George Hotz is a very clever guy, indeed.
So when his company, Comma.ai, which recently secured investor funding, claims that it is going to make a system that people will be able to buy and then retro-fit to their own cars in order to turn them into cars that can drive themselves, we tend to believe him. In fact, Hotz believes his startup will beat the likes of Google and Apple to market, and he might just be right.
In an interview with Roadshow, in which the 26-year-old Hotz showed off his self-driving car out in Las Vegas, the man comes across well, perhaps even reminding some of a young Steve Jobs in the way he speaks. That may be a good or bad thing, depending on your own thoughts on the Apple co-founder, but there is no doubting Hotz nor Comma.ai’s confidence in the product, and it’s infectious.

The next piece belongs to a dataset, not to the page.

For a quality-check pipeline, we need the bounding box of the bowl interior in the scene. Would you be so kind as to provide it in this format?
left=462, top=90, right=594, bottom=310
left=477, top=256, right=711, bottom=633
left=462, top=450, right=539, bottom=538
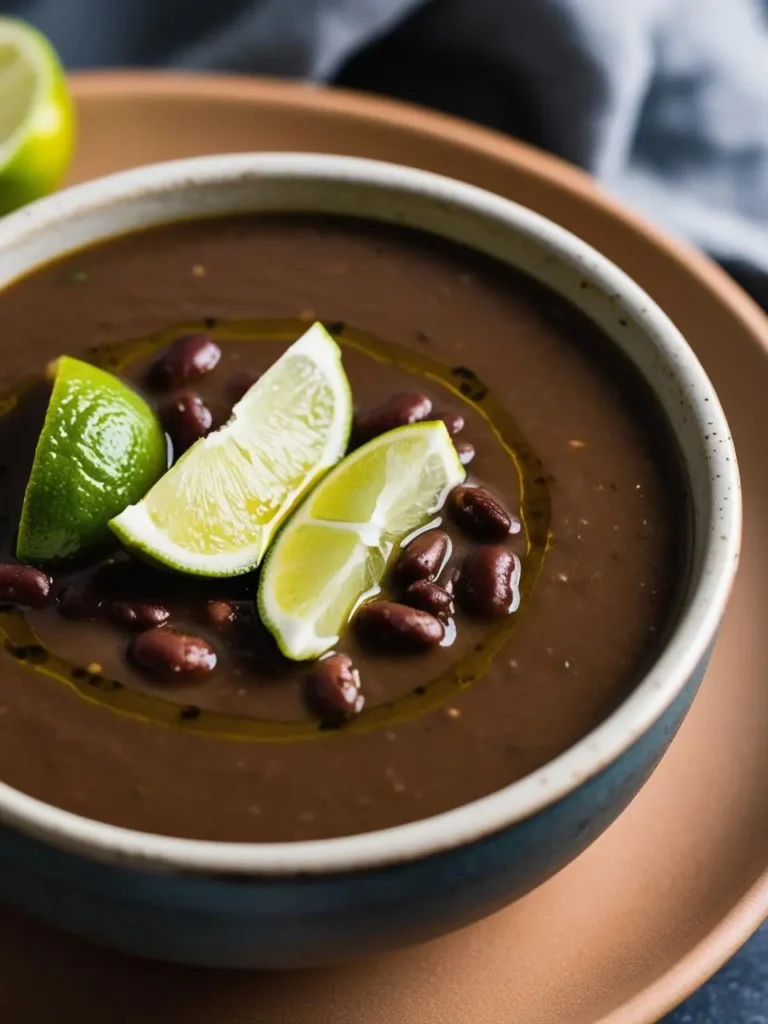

In order to make that product as good as possible, Comma.ai is planning to release an app called Chffr for both Android and iOS that will allow users to provide crowd-sourced information to the company, which will then use it to train its system to better handle the road. Users will download the app and then mount their phone on their car’s dashboard with data being collected on average speed, manoeuvres carried out and breaking or accelerating patterns, amongst other things. That data will then be uploaded to the Comma.ai servers and presumably into the company’s self-driving car software. The idea? To make self-driving cars better at, well, driving.
The app will be ready by the end of June and will incentivize its use by providing Comma Points for each minute it is in use and on the road. What those points will be used for is unknown, but Hotz says we will all want them. Not as much as we want a self-driving car, though, George. You can sign up for Chffr app beta at comma.ai.
Comma.ai is aiming for the end of the year to bring its self-driving kit to market. It will be available for $1000 on Amazon Prime.